The Wolf of Wall Street


Quando lemos a carta aberta de Martin Scorsese à própria filha, em que transmite a sua visão sobre o que foi, é e será o cinema enquanto arte, percebemos que a relação deste com o meio em que se movimenta faz dele algo mais próximo de um simples Martin do que propriamente de um pomposo Mr. Scorsese.

A paixão que nutre pelo cinema, enquanto parte integrante do mesmo, aproxima-se mais do amor de uma avó pela própria família do que do orgulho que compõe um fundador e CEO de uma multinacional. Felizmente, muito da forma como encara o seu trabalho está espelhado neste Wolf of Wall Street, bem como o cuidado de não cair nos erros para os quais alerta Francesca. O resultado são quase 3 horas passadas entre estados de consciência superior e a pura e simples loucura, com todas as gargalhadas que isso obviamente acarreta. E essas quase 3 horas acabam por ser um dos pontos menos bons da película. Com um início a pique, seguido de mais de uma hora no auge do devaneio, é inevitável que, com tanta coisa para contar, uma boa parte dos espectadores termine o filme a olhar para o relógio.
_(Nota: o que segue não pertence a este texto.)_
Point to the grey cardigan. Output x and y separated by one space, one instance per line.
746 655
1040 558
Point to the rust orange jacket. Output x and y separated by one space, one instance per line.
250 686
Voltando ao que de bom Di Caprio e companhia nos proporcionam, a prestação deste é inequívoca. Se é verdade que devia estar mais do que preparado para o papel, já que segundo reza a história foi ele quem, enquanto lia o livro no qual o filme se baseia, resolveu ligar a Scorsese dando conta das ideias que tivera durante a leitura, devemos admitir que o que nível que lhe era exigido não está ao alcance de qualquer um. Quanto à comandita que o acompanha, destaque para um grande Jonah Hill, uns (poucos) furos acima do resto do “gang de correctores” (ou não fosse esta uma obra Scorsesiana) que se apresenta bem ao nível de tudo o resto. Aliás, para os fãs do Italiano de Queens, a ausência de um verdadeiro gang será certamente uma mini desilusão, por muito que Martin deteste a associação do seu nome ao estilo gangster. Essa ausência acaba por reflectir-se também numa crítica social bem mais subtil, para as quais tantas vezes usou os seus famosos ajuntamentos criminosos. Para além disto, a simples e louvável opção de deixar para o espectador a atribuição dos papéis de bons e maus da fita, acaba por lhe dar mais alguns pontos. Ainda que não seja um recurso novo (e como continua a ser difícil encontrá-los), consegue desta forma amenizar o lado frio de Jordan Belfort, apesar de todas as críticas que essa espécie de beatificação lhe valeu.

Um dos conselhos que Scorcese dá à sua dearest Francesca é que não se perca com todos os recursos existentes actualmente. Faz questão de frisar que não são estes que fazem o filme, mas sim quem o conduz. A dica de não deixar que a forma se sobreponha ao conteúdo é algo que segue à risca, como seria de esperar. Mas difícil será esquecer a manobra, tão arriscada quanto bem conseguida, com que Scorsese nos presenteia, precisamente no momento em que o rumo da história passa do êxtase à quase monotonia, normal no desenrolar de acontecimentos verídicos aos quais terá tentado fugir o mínimo possível. Di Caprio e Hill fazem-nos subir a bordo de uma trip patrocinada por uma dose excessiva de quaaludes, numa altura pouco propícia para tal. O conflito interior com que nos deparamos quando a vontade de rir se trava com a estupidez e preocupação, despoletadas pelas irresponsabilidades a que assistimos, é sem dúvida um dos pontos altos de todo o filme.

Juntando a tudo isto pequenos pormenores como a narrativa de Di Caprio directamente para a câmara, ao actual estilo de Kevin Spacey em House of Cards, ou o humor com momentos finos e outros tão explícitos e directos como um bom episódio de Californication, o cozinhado final, ainda que não roce a genialidade, terá que aparecer naturalmente na ementa dos melhores do ano.